Lesson 4 In-Class Discussion ✅

I suspect regression should work fine now, although I haven’t tried it for NLP.

1 Like

I don’t think it almost ever makes sense to start from scratch. Old English and Modern English have some similarities, so pre-training should help.

1 Like

Well spotted. The reason is that they’re different. You can label with multiple columns, so it’s called cols, but you can only split on one column, so it’s called col. :slight_smile:

1 Like

I don’t think changing bs after creation will make any difference, since the dataloaders are already created by then. Try passing that to load as a param.

And try looking at a batch of your data (e.g. with data.train_dl.one_batch()) and check the shape, to make sure you have the size you expected.

2 Likes

Has anyone encountered this issue, or does anyone know how to resolve it?

In the lesson3-imdb notebook, the exception

NameError: name ‘TextFilesList’ is not defined

is returned by the command

data_lm = (TextFilesList.from_folder(path) .filter_by_folder(include=['train', 'test']) .random_split_by_pct(0.1) .label_for_lm() .databunch())

I can find no documentation for a TextFilesList object in fastai.

Note: I have refreshed the repo as recommended before running the notebook:
git pull in the /notebooks/course-v3 folder, and
pip install fastai --upgrade

i was thinking about language model and how it was able to predict next word.Now idea that struck me was will it be possible to get a score for sentence out of model for use in sentence comparison.

ideally
sentence[w1…wn] ->language model-> wn+1
and
sentence[w1…wn] ->language model-> classifier+sigmoid ->0,1

could it be something like
sentence[w1…wn] ->language model-> +??? -> sentence representation[1212,1521515,0212,451]

I know this is advanced topic and i found below link in advanced forum but i would like advanced users to share ideas about it in

The same steps will need to be done in neural nets too.

Yes. Of course.

https://pytorch.org/docs/0.3.1/torch.html

I don’t know what this might be, I assume you ran .fit already?

So it has a hidden meaning. It will be helpful while writing code, thanks for clearing that :slight_smile:

I’ve run it successfully on 16GB cards (P5000 in Paperspace and a P100 in GCP) on the cloud as is.

Have you tried decreasing bptt on the learner? This helped me in an earlier version of the course. Good luck.

Pull the latest version of the course notebooks.
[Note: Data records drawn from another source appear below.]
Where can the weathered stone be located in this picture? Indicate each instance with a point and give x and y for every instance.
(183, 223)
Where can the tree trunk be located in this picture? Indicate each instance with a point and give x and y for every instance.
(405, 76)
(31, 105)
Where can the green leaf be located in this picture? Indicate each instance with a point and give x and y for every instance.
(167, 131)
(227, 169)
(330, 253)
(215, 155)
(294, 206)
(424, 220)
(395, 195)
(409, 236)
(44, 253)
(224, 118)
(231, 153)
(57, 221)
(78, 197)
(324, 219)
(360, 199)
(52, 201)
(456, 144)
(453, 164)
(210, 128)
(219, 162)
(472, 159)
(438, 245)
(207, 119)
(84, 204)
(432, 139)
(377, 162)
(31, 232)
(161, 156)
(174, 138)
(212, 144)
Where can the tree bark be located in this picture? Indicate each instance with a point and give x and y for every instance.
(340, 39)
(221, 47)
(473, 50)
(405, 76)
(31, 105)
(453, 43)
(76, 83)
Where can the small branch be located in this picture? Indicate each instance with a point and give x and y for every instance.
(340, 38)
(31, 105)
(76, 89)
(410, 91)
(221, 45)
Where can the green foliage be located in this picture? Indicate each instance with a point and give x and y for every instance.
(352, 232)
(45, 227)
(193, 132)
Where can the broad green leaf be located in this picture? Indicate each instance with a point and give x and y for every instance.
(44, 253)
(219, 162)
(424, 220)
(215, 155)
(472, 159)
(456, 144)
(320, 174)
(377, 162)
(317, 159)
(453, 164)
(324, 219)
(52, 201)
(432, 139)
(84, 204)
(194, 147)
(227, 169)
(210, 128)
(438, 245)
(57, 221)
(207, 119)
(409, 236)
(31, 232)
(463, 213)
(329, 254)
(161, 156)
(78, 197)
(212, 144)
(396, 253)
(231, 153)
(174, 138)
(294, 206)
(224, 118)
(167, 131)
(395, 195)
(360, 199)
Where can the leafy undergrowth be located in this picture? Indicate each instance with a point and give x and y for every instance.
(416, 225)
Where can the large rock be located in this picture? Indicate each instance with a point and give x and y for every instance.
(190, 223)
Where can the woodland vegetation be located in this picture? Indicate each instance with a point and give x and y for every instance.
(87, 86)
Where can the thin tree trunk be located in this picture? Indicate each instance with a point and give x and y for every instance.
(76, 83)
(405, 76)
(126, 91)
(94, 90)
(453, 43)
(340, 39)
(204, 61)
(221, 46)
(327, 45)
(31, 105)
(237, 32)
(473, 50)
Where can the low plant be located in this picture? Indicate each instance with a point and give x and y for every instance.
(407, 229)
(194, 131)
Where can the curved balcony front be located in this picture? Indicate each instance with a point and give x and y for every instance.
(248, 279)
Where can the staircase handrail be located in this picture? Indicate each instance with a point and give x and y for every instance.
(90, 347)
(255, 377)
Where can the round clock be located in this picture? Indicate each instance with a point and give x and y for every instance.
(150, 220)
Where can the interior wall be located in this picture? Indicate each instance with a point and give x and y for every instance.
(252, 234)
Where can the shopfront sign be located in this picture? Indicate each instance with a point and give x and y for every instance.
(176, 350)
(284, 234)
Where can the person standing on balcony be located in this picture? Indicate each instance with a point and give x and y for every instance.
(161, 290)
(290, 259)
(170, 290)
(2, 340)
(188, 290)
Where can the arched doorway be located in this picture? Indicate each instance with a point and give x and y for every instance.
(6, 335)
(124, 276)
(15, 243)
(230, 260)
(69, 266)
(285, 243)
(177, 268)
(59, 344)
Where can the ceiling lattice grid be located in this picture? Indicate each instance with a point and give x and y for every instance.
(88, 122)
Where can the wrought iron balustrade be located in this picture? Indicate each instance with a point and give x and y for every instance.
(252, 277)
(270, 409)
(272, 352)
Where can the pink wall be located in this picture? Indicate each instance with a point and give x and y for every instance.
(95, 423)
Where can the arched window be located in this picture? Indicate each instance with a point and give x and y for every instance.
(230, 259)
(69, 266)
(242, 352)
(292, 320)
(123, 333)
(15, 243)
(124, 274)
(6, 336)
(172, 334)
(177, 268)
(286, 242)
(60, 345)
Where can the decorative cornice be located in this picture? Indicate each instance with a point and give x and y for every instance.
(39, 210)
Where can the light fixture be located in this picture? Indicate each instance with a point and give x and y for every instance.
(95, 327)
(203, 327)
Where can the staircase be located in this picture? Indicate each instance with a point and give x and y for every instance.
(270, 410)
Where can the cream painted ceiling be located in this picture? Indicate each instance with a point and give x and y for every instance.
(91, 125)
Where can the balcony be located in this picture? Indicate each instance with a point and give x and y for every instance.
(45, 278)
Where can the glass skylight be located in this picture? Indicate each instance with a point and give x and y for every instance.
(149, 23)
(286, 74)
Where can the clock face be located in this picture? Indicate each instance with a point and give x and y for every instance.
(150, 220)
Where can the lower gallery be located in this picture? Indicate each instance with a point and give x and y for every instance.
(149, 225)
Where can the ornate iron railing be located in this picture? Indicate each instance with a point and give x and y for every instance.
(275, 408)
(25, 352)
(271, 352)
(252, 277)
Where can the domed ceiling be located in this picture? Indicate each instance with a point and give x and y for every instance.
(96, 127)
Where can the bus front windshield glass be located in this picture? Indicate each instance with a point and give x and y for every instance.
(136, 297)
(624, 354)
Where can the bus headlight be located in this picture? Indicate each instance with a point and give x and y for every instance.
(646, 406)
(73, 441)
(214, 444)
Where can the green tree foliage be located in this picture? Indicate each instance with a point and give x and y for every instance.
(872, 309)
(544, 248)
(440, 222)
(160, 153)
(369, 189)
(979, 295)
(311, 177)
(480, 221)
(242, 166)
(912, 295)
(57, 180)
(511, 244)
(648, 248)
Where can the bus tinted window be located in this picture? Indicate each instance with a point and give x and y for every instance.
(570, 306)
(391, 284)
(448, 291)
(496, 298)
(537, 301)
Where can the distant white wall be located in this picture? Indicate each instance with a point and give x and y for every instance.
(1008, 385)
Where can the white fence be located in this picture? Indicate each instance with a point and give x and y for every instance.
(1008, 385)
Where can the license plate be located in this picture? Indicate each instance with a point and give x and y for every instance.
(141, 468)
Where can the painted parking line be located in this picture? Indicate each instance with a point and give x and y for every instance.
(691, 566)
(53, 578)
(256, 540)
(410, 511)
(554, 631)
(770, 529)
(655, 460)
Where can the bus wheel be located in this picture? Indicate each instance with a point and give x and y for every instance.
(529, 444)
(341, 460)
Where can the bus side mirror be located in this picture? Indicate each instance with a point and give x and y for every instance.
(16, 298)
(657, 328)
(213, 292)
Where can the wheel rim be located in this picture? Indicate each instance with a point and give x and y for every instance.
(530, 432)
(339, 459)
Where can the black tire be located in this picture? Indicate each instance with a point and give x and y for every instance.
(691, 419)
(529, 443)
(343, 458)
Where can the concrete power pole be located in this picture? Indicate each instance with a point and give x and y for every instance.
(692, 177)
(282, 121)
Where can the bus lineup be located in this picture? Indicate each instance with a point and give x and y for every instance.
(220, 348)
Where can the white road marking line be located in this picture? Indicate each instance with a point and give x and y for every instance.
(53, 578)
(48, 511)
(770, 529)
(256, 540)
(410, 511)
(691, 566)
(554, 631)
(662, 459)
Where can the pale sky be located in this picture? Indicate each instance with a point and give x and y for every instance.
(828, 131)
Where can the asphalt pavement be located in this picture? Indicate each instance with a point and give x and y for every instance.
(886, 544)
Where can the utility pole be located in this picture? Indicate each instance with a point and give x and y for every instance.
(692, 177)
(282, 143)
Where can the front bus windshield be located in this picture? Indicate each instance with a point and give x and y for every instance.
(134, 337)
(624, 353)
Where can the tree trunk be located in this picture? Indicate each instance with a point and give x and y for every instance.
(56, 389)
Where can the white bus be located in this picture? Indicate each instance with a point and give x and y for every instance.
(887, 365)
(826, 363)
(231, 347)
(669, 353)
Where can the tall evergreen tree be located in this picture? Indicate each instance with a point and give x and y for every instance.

TextFilesList has now disappeared and we always use TextList.

yes I did

Thanks @sgugger

I did refresh the repo before running the notebook, running
git pull in the /notebooks/course-v3 folder, and
pip install fastai --upgrade

Is this what you mean? If not, what do you mean?

Try using them as a single 22gb card, with dataparallel.

DataParallel is one of the first things I add to the notebook. I have had great success with it for images/camvid, but I am afraid it does not work for NLP. I noted this before, perhaps in a different thread.

Here it the error it throws on 1.0.27 which was the same for previous versions:

~/anaconda3/envs/course1018/lib/python3.6/site-packages/torch/nn/modules/module.py in __getattr__(self, name)
    516                 return modules[name]
    517         raise AttributeError("'{}' object has no attribute '{}'".format(
--> 518             type(self).__name__, name))
    519 
    520     def __setattr__(self, name, value):

AttributeError: 'DataParallel' object has no attribute 'reset'
2 Likes

Yes. When people say ai is biased. It also means data on which ai was trained is biased

I think fastai has nothing to do with this: it is pytorch stuff.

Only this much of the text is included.